4. L’intégration – introversion.

L’intégration constitue le deuxième impératif de la stratégie de développement. Il est appréhendé à travers le noircissement de la matrice interindustrielle c'est-à-dire une matrice « dont les différents secteurs sont interreliés entre eux par leurs inputs et leurs outputs »16(G. D. De Bernis, 1971, p.546).

Selon le schéma d’industrialisation tracé par G.D de Bernis pour l’économie algérienne, l’intégration de l’économie devait se réaliser à travers deux blocs principaux d’industries que sont la sidérurgie et les hydrocarbures. D’ailleurs, la position qu’ils occupent dans le classement fait sur la base des critères d’allocation des ressources, ne fait que confirmer ce rôle.

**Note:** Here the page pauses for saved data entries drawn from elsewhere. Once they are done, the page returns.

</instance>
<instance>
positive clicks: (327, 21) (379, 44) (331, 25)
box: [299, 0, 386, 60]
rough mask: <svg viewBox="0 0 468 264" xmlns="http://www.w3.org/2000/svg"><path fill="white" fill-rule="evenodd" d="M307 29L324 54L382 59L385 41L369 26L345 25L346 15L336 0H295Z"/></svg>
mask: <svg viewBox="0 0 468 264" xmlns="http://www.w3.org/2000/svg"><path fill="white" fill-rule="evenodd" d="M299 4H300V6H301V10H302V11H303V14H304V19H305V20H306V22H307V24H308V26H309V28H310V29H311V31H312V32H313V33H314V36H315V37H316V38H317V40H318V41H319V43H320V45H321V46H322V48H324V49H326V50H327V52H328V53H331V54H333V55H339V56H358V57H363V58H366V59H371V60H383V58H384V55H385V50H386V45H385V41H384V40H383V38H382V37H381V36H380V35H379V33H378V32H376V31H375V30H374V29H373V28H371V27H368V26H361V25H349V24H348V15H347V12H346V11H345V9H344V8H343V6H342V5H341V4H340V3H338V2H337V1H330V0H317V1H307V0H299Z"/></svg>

Ces industries, par les effets d’entraînement en amont et en aval qu’elles sont appelées à produire autour d’elles, vont participer à la création d’une structure industrielle large et dense à même d’accroître les possibilités de reproduction et de croissance autonome de l’économie algérienne. Le premier bloc d’industries qui apparaît comme pôle moteur est le secteur des hydrocarbures dont le rythme d’accroissement des investissements réalisées a été de 35% durant la période 1967-1978. La contribution de ce secteur à l’intégration est nettement perceptible au double niveau :

Ainsi, durant la période 1965-1977, la consommation d’énergie des ménages a été multipliée par quatre et celle de l’industrie par six (M. Mekideche, 1983, P. 328). La structure de la consommation d’énergie a également évolué puisque le gaz et le pétrole sont complètement substitués au charbon et au bois et ce bien avant la fin de la décennie.

La réalisation de ce programme a suscité le développement des branches en amont : prospection, production, canalisation et transports et en aval : raffinage, pétrochimie engrais (azoté et phosphaté), pétrochimie plastique et pétrochimie de base. En amont et à titre d’exemple, les réserves de gaz ont ainsi augmenté de 76% entre 1967 et 1979 et celles du condensat (extrait du gaz) de 57%. Pour le pétrole, les réserves prouvées et probables17 restantes récupérables passent de 506 à 1130 millions de tonnes.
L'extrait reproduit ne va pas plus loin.